In a rare departure from his usual deference to powerful member countries, WHO director-general Tedros Adhanom Ghebreyesus said getting access to raw data had been a challenge for the international team that travelled to China earlier this year to investigate the source of Covid-19. The first human cases were identified in the Chinese city of Wuhan.
Tedros told reporters that the UN health agency based in Geneva is “asking actually China to be transparent, open and cooperate, especially on the information, raw data that we asked for at the early days of the pandemic”:
05:02
Summary
Hello and welcome to today’s live coverage of the coronavirus pandemic with me, Helen Sullivan.
The head of the World Health Organization has acknowledged it was premature to rule out a potential link between the Covid-19 pandemic and a laboratory leak, and said he was asking China to be more transparent as scientists search for the origins of the coronavirus.
Meanwhile Thailand reported a daily record of 9,692 coronavirus infections on Friday, taking total cases to 381,907 since the start of the pandemic, as authorities struggle to tackle the country’s biggest wave of infections so far.
More on those stories shortly. In the meantime here are the other key recent developments:
- The World Health Organization’s emergency committee has maintained its stance that proof of Covid-19 vaccination should not be required for international travel, amid controversy over countries blocking the entry of travellers if they are unvaccinated.
- The head of the WHO has called on China to cooperate better in the next phase of an investigation into the origins of the pandemic, demanding more access to raw data.
- Abu Dhabi has announced a partial lockdown and new entry requirements in the emirate starting 19 July from midnight until 5 am.
- European Union member states have agreed to add Ukraine to a list of countries from which travel is permitted, while Rwanda and Thailand were removed.

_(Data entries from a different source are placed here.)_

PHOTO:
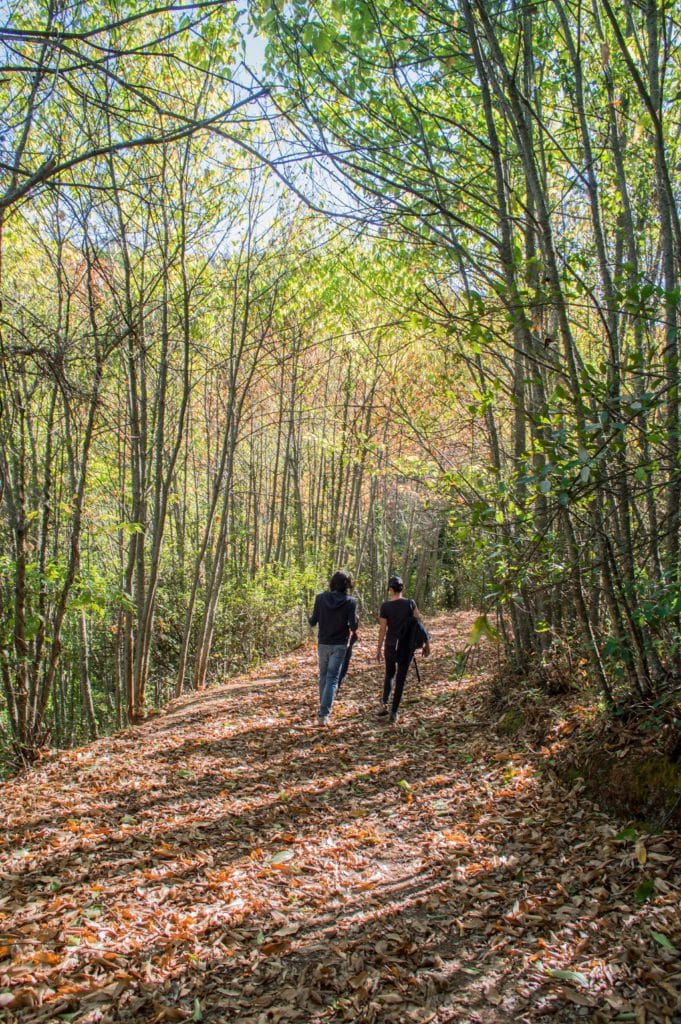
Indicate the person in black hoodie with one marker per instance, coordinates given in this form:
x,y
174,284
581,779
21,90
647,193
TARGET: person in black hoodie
x,y
336,613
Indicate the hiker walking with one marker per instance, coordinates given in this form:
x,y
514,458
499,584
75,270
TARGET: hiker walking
x,y
393,617
336,613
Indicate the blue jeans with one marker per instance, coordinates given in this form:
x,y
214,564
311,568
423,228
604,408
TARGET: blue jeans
x,y
331,659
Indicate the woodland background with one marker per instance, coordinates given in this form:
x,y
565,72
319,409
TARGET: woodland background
x,y
392,287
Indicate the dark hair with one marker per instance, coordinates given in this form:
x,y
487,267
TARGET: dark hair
x,y
341,581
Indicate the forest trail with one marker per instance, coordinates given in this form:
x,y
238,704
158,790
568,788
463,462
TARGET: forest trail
x,y
228,861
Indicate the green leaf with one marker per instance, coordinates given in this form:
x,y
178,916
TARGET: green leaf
x,y
644,891
663,941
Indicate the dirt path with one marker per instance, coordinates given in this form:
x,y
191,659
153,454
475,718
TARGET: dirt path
x,y
228,861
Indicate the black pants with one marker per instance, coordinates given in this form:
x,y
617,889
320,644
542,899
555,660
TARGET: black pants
x,y
396,668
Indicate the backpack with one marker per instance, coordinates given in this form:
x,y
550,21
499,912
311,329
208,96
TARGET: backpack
x,y
412,637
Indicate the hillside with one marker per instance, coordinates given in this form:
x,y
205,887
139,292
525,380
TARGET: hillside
x,y
230,861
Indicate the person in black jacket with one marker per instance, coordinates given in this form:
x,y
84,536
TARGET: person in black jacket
x,y
393,615
336,613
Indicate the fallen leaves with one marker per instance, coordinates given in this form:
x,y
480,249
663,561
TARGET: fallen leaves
x,y
223,862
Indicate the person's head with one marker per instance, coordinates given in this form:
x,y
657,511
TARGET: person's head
x,y
341,581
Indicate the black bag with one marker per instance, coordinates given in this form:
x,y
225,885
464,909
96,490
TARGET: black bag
x,y
412,637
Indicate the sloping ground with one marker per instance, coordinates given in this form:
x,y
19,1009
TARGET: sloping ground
x,y
230,862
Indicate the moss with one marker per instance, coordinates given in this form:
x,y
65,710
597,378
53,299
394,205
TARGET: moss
x,y
511,722
645,787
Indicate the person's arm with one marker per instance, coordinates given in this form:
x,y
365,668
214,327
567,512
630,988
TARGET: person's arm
x,y
383,625
353,621
314,617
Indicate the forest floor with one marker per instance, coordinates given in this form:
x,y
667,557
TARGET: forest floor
x,y
229,861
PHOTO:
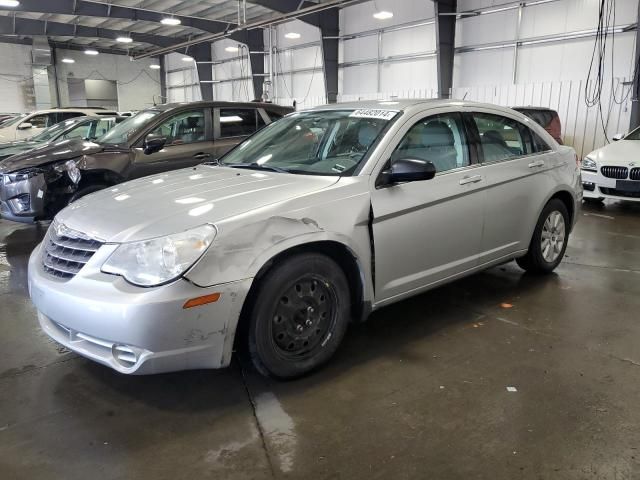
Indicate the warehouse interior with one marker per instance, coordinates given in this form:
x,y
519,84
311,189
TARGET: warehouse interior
x,y
499,375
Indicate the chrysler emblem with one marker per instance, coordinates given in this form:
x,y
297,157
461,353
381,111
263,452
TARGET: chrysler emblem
x,y
61,230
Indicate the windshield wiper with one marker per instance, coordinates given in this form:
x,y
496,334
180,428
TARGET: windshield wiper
x,y
255,166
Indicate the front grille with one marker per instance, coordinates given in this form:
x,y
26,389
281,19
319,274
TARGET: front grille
x,y
619,173
619,193
66,253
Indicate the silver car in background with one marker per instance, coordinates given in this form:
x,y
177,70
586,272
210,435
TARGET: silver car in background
x,y
313,222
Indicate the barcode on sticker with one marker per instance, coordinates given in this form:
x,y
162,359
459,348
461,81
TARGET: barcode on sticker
x,y
374,113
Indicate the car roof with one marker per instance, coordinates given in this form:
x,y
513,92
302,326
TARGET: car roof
x,y
532,108
170,106
407,104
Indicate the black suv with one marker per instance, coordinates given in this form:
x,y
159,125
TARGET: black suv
x,y
161,138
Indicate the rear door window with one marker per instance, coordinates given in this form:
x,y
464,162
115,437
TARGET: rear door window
x,y
43,120
183,128
501,138
439,139
238,122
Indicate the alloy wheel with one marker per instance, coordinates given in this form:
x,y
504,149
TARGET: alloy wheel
x,y
553,236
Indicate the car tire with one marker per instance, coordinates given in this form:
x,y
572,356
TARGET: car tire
x,y
549,240
86,191
299,316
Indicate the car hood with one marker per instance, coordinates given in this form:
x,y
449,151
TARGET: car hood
x,y
13,148
53,152
176,201
622,152
7,134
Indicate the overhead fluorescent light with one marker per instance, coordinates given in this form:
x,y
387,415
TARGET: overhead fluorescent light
x,y
383,15
172,21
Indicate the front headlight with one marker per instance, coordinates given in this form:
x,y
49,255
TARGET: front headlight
x,y
160,260
21,175
588,164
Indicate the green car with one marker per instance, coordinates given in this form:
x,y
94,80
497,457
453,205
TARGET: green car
x,y
78,127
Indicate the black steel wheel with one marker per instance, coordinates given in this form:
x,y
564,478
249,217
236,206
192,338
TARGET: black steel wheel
x,y
299,316
549,240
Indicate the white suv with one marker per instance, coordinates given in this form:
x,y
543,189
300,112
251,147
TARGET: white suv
x,y
28,125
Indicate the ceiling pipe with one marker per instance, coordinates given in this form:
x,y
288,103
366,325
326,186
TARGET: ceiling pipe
x,y
260,24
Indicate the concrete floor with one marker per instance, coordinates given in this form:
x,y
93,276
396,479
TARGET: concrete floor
x,y
420,391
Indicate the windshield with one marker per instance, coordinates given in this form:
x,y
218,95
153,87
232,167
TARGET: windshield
x,y
328,142
635,135
121,132
54,131
14,120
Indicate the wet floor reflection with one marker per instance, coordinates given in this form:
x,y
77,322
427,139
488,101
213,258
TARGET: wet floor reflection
x,y
17,241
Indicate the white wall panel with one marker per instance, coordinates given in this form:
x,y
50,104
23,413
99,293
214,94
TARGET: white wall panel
x,y
359,79
359,18
409,75
138,85
359,48
413,40
495,27
14,69
486,67
305,88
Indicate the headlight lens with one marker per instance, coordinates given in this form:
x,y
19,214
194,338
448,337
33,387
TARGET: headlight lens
x,y
71,168
160,260
21,175
588,164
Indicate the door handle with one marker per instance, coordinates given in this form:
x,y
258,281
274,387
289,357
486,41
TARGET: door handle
x,y
473,179
536,164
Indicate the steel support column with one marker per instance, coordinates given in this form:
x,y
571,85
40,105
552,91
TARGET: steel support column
x,y
445,44
202,53
329,24
255,44
634,121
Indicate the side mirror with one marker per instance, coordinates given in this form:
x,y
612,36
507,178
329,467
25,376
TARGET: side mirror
x,y
153,144
408,170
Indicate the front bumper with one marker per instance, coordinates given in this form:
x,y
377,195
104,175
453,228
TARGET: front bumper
x,y
22,201
596,185
131,329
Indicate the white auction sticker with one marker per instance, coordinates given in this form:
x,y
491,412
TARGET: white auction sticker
x,y
374,113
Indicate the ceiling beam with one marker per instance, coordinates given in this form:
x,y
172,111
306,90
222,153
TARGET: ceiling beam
x,y
288,6
88,8
29,27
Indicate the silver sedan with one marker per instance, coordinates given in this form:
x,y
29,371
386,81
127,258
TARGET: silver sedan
x,y
313,222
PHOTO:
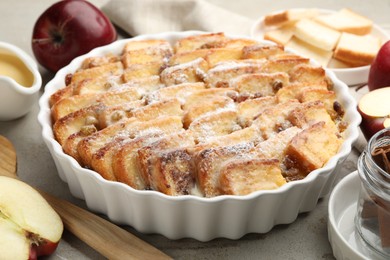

- Spain’s 14-day infection rate surpassed 500 per 100,000 people for the first time since mid-February, health ministry data showed.
- Within 72 hours of the French learning they would soon need to be vaccinated or tested to go to the cafe, more than 3 million had booked appointments and France had broken its vaccination record, administering 800,000 shots in a single day.
- Millions of Chinese people face bans from public spaces including schools, hospitals and shopping malls unless they get a Covid-19 vaccine, under new edicts covering nearly two dozen cities and counties.
- Coronavirus-linked deaths in Africa surged by 43% in a week, driven by a lack of intensive-care beds and oxygen, according to the World Health Organization.
- Barcelona and the surrounding north-east corner of Spain is to impose a curfew from 1am to 6am again amid rising Covid cases.
- Saudi Arabia has arrested more than 120 people allegedly suspected of supplying or procuring fraudulent coronavirus vaccine and test certificates, official media said, two days before a tightly controlled hajj amid some of the strictest and most controversial rules in the world
- More than twice as many children and adolescents were referred to mental health services year on year in England as cases hit a record high, amid warnings that waiting lists are so long that significant numbers of young people would not get treatment in time to prevent them growing into adults with “entrenched mental health issues that could have been avoided had we been able to intervene earlier”.
- Hundreds of thousands of people left the Bangladesh capital on Thursday after authorities lifted a coronavirus lockdown despite rising infections and deaths.
- The Canadian government has rejected proposals to have Ontario residents line up inside a US border tunnel to tap into a surplus of Covid-19 vaccine held by Michigan, a mayor said.